His poor Soonji. She gave up a college professorship in political science here to marry him, to help expatriate Koreans in the U.S. He had never doubted his wife's affection for him, but he had always wondered how much she was moved to marry him by love and how much because it was easier for her to come to the U.S. in his company. He didn't feel guilty thinking that, even now. If anything, her willingness to sacrifice a career that was important to her, to take a husband she barely knew, just to help others made her seem more precious in his eyes. If he had come to realize anything about people in his sixty-two years, it was that relationships between them shouldn't be defined by society, but by the people involved. And he and Soonji had surely done that.
He lit the pipe as he walked, the glow of the flame playing off his tear-filled eyes. It seemed like he should be able to turn around, pick up the phone at the Embassy, and call her, ask her what she was reading or what she'd eaten as he did every night they weren't together. It was inconceivable to him that he couldn't do that— unnatural. He wept as he waited to cross the street.
Would anything matter again?
Right now, he didn't see how. Whatever the level of love they shared, they were also a genuine mutual admiration society. He and Soonji knew that even when no one else appreciated what they were doing or trying to do, they themselves did. They laughed and wept together, debated and fought and kissed and made up together, and hurt together for the hardworking Koreans who were being brutalized in American cities. He could carry on alone, though he no longer seemed to have the desire. It would be his mind and not his heart that drove him. His heart died at a little past six this evening.

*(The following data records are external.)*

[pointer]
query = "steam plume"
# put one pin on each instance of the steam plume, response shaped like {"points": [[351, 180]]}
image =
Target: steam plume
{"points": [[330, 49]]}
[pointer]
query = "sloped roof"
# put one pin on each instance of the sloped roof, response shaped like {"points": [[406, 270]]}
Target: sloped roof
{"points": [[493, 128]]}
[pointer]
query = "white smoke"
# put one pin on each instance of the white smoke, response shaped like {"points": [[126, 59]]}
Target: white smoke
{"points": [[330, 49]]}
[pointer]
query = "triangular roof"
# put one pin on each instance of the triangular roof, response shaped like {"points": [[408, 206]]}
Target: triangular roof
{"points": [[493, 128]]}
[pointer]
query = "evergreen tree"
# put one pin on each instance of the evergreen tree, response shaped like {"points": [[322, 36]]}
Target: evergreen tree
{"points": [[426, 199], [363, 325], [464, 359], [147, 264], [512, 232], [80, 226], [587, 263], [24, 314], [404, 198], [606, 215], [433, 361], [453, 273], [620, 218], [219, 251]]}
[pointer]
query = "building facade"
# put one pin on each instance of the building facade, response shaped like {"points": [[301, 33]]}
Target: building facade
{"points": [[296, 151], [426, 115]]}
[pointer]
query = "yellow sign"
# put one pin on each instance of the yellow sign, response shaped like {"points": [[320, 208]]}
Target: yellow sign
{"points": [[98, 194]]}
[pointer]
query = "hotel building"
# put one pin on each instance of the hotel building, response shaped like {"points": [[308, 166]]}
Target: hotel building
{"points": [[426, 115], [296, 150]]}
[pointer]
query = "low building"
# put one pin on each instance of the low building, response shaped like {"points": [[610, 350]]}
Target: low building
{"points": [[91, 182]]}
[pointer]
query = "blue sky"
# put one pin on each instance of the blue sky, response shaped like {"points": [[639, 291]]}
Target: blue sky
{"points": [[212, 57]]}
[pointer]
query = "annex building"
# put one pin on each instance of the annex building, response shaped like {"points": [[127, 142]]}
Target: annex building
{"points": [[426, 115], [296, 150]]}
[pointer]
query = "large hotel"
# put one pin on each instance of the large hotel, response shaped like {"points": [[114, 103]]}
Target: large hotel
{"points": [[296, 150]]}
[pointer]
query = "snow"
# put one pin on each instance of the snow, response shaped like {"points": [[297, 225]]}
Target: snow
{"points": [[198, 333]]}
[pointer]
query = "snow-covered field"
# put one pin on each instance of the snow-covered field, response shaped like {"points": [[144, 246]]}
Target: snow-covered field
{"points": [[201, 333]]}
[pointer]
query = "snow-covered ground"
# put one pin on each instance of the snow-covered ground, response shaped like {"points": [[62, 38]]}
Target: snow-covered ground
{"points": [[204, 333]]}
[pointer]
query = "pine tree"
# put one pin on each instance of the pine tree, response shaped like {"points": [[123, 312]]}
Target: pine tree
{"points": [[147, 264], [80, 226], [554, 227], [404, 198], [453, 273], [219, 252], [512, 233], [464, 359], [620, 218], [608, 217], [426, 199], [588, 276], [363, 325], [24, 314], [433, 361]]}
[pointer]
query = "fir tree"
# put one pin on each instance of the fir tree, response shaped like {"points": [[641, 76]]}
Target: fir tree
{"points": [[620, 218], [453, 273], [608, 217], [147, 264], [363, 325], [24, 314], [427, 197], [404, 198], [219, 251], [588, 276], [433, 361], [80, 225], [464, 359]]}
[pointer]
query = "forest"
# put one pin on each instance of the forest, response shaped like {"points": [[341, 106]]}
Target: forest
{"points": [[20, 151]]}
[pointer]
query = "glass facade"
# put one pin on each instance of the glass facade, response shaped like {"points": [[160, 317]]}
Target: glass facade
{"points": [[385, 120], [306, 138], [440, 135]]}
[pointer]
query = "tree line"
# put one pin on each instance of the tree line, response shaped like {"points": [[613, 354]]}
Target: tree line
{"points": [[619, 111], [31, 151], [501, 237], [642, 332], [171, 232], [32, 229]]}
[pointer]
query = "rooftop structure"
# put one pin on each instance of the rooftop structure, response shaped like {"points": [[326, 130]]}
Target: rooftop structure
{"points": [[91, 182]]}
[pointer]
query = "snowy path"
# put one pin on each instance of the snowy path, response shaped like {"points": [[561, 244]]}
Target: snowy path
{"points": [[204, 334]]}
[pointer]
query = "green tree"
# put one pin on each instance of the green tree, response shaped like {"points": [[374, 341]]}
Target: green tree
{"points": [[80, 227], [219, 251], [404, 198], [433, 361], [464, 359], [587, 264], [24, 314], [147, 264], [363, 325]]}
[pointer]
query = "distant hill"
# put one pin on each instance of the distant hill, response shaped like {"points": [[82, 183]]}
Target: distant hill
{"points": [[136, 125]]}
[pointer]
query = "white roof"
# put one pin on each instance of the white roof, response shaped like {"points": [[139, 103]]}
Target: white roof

Yet, there was still a part of him that burned, that flamed hotter as he thought about the act itself. The explosion. He had known tragedy and loss in his life, had lost so many friends and colleagues through car accidents, plane crashes, and even assassination. But that was random or it was targeted: it was fate or it was an act aimed at a specific figure for a particular deed or philosophy. He simply couldn't comprehend the shocking impunity that drove someone to commit a blind act like this, to snuff out Soonji's life along with the lives of so many others. What cause was so urgent that the death of innocents was the best way to get attention? Whose ego or ambition or singular world view was so strong that it had to be satisfied in this way?